While the milestone is running a bit late, mainly due to this stuff, anticipation is that the bulk of all the PBR stuff should be PR-able this week, and then any bits giving us problems will be rolled in progressively along with other September milestone changes.


I'm currently working on breaking down the bulk of the already-proven PBR/probe stuffs into PR-able chunks so we'll start seeing those go up this week to begin testing for merge-in and we'll then be able to try and focus on the SSR stuff to lock that bad-boy in to complete the core PBR implementation.
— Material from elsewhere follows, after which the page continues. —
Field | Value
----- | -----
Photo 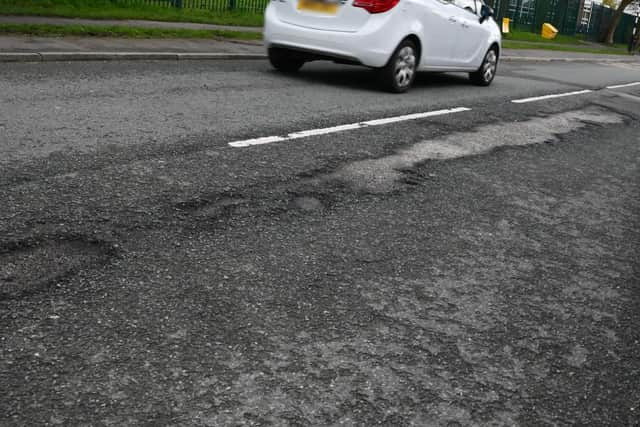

Looking forward to the future, we have a list of things we'll be implementing to improve flexibility, stability, or just neat features.

 

  • Reflection Zones - Allow management and control of a group of probes at once, as well as depth-clipping behavior to prevent probes inside the zone from 'bleeding out' and getting into spaces they shouldn't be rendering in
  • GBuffer baking with dynamic lighting - Instead of baking the full scene, we bake JUST the GBuffer, which we then feed in to the probe render code. The GBuffer generation is the most expensive part of our render pipeline, so that removes most of the overhead for dynamic-lighting probes. This will allow the probes to update any lighting information they have in the scene, so stuff like point or spotlights, or changes to time of day will see updated IBL information. This will only work for static geometry information, so stuff like players still won't contribute to the lighting at all.
  • Cubemap Array rendering - Tying to zones, we'll pack all related probes into a cubemap array list and render them en-mass in the shader, drastically reducing the render overhead of the probes
  • Multi-pass baking - As-is, probes only bake the scene once. Going forward, we'll make it support multiple bakes which means that any irradiance information will propagate around, yielding better indirect lighting information for the IBL.
  • Contextual bakes - Also related to zones, but allow adding 'tags' to bake information, so you can swap out active probe cubemaps based on situations. An example would be if it's night time, you could flag the "night" bake group and all probes with it will use that cubemap instead of the daytime one, etc.

 

Some of those are higher priority, some are just neat utility features that aren't a must-have. But that hopefully gives you an idea of what the deal with PBR currently is and what the roadmap is for it in the future.